Scoresby William Jr.
(05.10.1789 – 21.03.1857)
English scientist, Arctic explorer and clergyman.
Born in Crutton, a village near Pickering, 26 miles south of Whitby. His father, William Skorsby Sr., was engaged in whaling in the Arctic waters. According to the records of his son, it was he who in 1807 came up with the design of the crow's nest. Already at the age of eleven years, William was on board his father's ship. Since 1803, he and his father are sailing on the whaling vessel Resolution , where he becomes a senior assistant.
In the summer of 1822, the father and son went to the whale Baffin along the east coast of Greenland. During the voyage, Skorsby described in detail about 400 miles of the coast, from 69° 30' to 72° 30'N. In 1823, he published his Diary of Journey to the Northern Whaling Area ( Journal of the Northern Fishery, including Researches and Discoveries on the Eastern Coast of Greenland ), making it one of the most significant researchers in the Arctic at that time.
The voyage of 1822 was the last for William. When he returned, he learned of the death of his wife, which pushed him to the path of the priest. Scientific research, however, he did not leave, doing, among other things, the study of magnetism.
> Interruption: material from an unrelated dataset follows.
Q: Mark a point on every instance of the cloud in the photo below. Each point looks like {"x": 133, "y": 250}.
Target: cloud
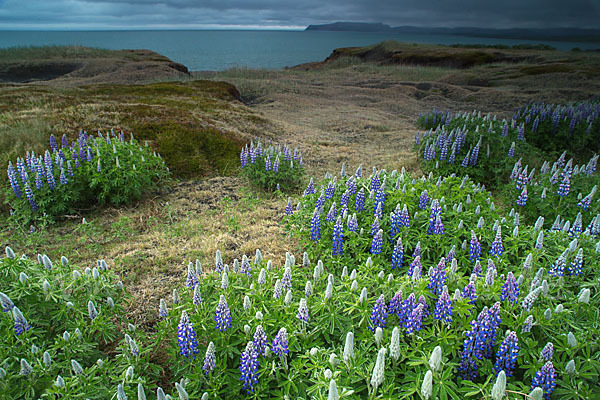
{"x": 140, "y": 14}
He died in England in the city of Torquay, Devon. He was buried in the Church of St. Mary the Virgin, the city of Whitby, North Yorkshire, England.
Peninsula (Scorsby Land) on the east coast of Greenland. Named after the father and son of Scoresby.
An islet north of Svalbard in Nordenskiöld Bay.
Bay on the east coast of Greenland, the greatest bay of Greenland. Named after the father and son of Scoresby.
Bay in the Strait Kane Basin on the east coast of Ellesmere Island.